Machine Learning, Deep Learning, and Optimization Techniques for Transportation 2021View this Special Issue
Matching Transportation Ontologies with Word2Vec and Alignment Extraction Algorithm
The development of intelligent transportation systems (ITSs) faces the challenge of integrating data from multiple unrelated sources. As one of the core technologies of knowledge integration in ITS, an ontology typically provides a normative definition of transportation domain that can be used as a reference for information integration. However, due to the subjectivity of domain experts, a concept may be expressed in multiple ways, yielding the ontology heterogeneity problem. Ontology matching (OM) is an effective method of addressing it, which is of help to further realize the mutual communication between the ontology-based ITSs. In this work, we first propose to use Word2Vec to model the entities in vector space and calculate their similarity values. Then, a stable marriage-based alignment extraction algorithm is presented to determine high-quality alignment. In the experiment, the performance of the proposal is tested by using the benchmark track of OAEI and real transportation ontologies.

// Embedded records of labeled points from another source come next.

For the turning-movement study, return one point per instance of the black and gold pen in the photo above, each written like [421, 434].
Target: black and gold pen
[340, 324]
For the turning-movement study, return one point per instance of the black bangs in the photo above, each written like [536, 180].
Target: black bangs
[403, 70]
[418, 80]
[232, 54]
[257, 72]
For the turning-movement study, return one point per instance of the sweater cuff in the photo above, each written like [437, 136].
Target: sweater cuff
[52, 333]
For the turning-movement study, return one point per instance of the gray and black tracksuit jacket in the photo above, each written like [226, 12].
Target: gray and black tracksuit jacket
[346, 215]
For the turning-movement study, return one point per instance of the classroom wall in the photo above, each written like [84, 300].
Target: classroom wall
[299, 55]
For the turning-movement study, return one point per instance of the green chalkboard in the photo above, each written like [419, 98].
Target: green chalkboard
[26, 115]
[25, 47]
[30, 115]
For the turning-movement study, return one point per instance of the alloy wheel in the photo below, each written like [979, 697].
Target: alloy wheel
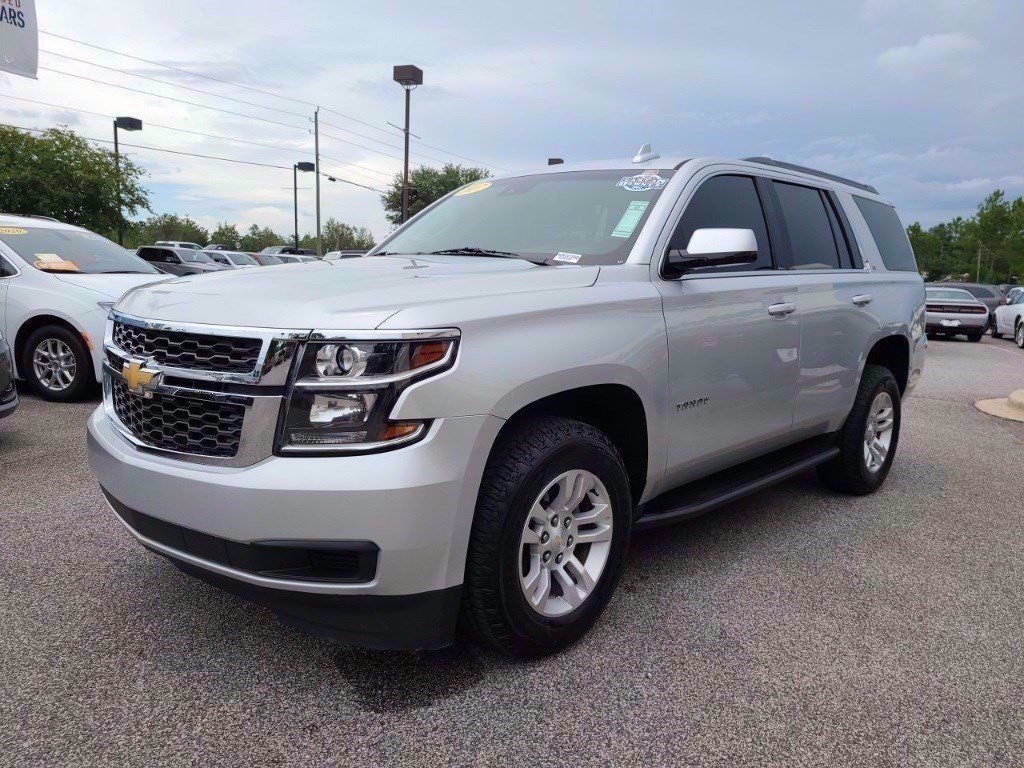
[565, 543]
[879, 431]
[54, 365]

The experimental results show that our approach is able to obtain higher quality alignment results than OAEI’s participants and other state-of-the-art ontology matching techniques.
Data in the transportation domain are complex and varied [1–3]. These data come from a variety of data collection methods such as traffic sensors, surveys, and devices . Therefore, the development of intelligent transportation systems (ITSs) faces the challenge of integrating data from multiple unrelated sources [5–7]. These data are semantically imprecise, conceptually ambiguous, and informative. As one of the core technologies of knowledge integration in ITS, an ontology typically provides a formal and normative definition of domain knowledge [8–10]. They enable collaboration between ontology-based ITSs by defining related concepts in the domain and the relationships between concepts . However, due to the subjectivity of domain experts, the notion of a concept might be expressed in multiple ways [11, 12]. In order to achieve mutual communication between ontology-based ITSs, it is important to determine the logical relationships between heterogeneous ontologies . Ontology matching (OM) is an important technique to solve the problem of semantic heterogeneity [14, 15], which is dedicated to discovering correspondences between related entities (e.g., classes and properties) in different ontologies . For this reason, it is effective to use ontology matching techniques to solve the existing semantic heterogeneity of transport ontologies.

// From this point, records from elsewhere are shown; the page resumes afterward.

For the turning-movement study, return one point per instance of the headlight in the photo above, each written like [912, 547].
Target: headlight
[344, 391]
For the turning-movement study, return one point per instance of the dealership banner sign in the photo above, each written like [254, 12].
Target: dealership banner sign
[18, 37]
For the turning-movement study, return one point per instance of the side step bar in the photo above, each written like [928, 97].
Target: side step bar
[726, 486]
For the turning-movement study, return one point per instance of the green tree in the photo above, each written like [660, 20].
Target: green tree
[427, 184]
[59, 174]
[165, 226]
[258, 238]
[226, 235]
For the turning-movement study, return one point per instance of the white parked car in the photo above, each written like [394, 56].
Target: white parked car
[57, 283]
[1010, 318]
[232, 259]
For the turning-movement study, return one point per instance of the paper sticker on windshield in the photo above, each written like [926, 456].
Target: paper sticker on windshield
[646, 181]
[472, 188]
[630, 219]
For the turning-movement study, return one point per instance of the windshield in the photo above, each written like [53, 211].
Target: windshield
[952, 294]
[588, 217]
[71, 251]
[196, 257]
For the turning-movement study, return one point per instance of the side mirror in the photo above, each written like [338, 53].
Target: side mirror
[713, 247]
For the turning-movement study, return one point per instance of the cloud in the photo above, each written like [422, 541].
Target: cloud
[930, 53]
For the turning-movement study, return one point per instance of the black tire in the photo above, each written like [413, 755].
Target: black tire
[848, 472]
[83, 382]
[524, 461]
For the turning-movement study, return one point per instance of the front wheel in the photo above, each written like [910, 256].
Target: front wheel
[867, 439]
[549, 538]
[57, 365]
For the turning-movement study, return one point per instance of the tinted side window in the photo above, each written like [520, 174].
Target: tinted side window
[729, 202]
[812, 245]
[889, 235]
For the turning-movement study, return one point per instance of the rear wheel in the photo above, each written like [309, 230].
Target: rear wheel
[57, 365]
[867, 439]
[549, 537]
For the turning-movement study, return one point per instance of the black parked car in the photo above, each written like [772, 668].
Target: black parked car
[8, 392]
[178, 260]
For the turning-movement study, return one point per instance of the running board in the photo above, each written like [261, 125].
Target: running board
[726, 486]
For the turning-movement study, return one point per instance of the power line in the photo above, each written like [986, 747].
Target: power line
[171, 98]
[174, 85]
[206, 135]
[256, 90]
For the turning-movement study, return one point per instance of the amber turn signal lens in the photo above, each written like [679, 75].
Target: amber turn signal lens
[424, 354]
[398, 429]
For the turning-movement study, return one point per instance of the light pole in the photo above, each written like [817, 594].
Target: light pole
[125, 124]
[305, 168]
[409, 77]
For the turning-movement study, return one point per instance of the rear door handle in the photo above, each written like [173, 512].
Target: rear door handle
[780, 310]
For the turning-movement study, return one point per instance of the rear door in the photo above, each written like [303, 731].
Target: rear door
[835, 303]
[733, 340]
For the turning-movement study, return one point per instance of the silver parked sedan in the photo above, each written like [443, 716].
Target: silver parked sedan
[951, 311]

In recent years, researchers have proposed a large number of ontology alignment strategies and developed various semiautomated or automated ontology matching systems [17–19]. However, the existing ontology matching schemes have many drawbacks: the matcher's poor ontology similarity calculation, inefficient extraction of ontology mapping results, etc. To address these drawbacks, we first propose to use Word2Vec  to model the entities in vector space, calculate their similarity values, and use Wikipedia training data to improve the model’s generalizability and the alignment's quality. Moreover, a stable marriage-based ontology extraction algorithm is presented to improve the quality of alignment.

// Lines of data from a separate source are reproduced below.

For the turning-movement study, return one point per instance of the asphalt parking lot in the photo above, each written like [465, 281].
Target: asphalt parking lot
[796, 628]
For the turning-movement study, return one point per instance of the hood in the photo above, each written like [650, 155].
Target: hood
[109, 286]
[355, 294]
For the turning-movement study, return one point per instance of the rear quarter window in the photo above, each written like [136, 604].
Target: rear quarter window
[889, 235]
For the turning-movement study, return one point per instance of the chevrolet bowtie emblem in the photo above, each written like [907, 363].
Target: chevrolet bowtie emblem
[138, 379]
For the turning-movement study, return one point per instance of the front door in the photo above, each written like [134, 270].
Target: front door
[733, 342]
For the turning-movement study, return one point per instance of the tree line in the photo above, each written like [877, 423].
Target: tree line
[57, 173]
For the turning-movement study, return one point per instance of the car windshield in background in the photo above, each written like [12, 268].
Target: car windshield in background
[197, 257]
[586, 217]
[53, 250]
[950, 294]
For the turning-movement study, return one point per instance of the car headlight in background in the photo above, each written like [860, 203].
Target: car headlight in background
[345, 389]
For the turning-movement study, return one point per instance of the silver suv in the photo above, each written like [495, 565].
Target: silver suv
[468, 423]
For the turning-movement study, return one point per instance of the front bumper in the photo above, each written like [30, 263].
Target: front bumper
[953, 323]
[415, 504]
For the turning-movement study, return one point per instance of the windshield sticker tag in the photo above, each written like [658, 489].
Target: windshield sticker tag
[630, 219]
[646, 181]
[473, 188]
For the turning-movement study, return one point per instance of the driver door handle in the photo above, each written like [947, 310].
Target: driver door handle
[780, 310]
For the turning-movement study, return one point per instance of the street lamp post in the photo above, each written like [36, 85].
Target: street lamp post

The rest content of this article is as follows. In Section 2, we briefly describe the application of the ontology matching to transportation data. Section 3 presents ontology and ontology matching in detail. In Section 4, we develop an ontology matching system using the Word2Vec model. We propose Word2Vec-based similarity measure and stable marriage-based ontology extraction algorithm in Sections 5 and 6. In Section 7, experimental results and analysis are described. Finally, conclusion and future work are provided in Section 8.
2. Related Work
Ontology matching is well suited to solve the problems arising from semantic ambiguity and large data volume in transportation data [21–23]. Benvenuti et al.  integrated Transmodel ontologies and KPIOnto to facilitate the study of public road monitoring systems. The Transmodel is a reference data model about the European public transport information system that represents traffic ontologies and their relationships. Bermejo et al. , in order to avoid the use of a central decision point in a traffic network, proposed to treat each vehicle as an ontology that gives it reasoning capabilities. In emergency traffic control, each vehicle in the proposed system is a decision point that considers the state and location of neighboring vehicles and collaborates with them to reach consensus in real time. Overall, ontology provides a prescriptive approach to the development of knowledge in the transportation domain that can support integrated information in a variety of ways. Standardization efforts in transportation can be greatly assisted by the ontology engineering approach.
Recently, the technique for calculating words’ similarity and relevance using the Word2Vec model from word embedding has become a research hotspot and is gradually applied to the domain of ontology matching. Xue and Pan  modeled the ontology in vector space and then used the linguistic information of the entities to reduce the dimensionality, which improved the efficiency of similarity calculation and entity matching. Zhang et al.  introduced word embedding techniques to the field of ontology matching and proposed a hybrid method that incorporates word embedding into the calculation of semantic similarity between elements. Teslya and Savosin  proposed a Word2Vec vector-based language model for the ontology mapping problem. The model extends on the basis of specific ontology relations. The semantics of the language is used to match ontologies without considering the form of words or specific terms. It can be seen that it is feasible to calculate the semantic similarity using the Word2Vec model. As for alignment result extraction, with a large number of matching methods being proposed, researchers usually need to integrate multiple strategies to improve the quality of alignment. To better extract matching results, a stable marriage-based ontology extraction algorithm is proposed in this work, which further improves the performance of the matcher.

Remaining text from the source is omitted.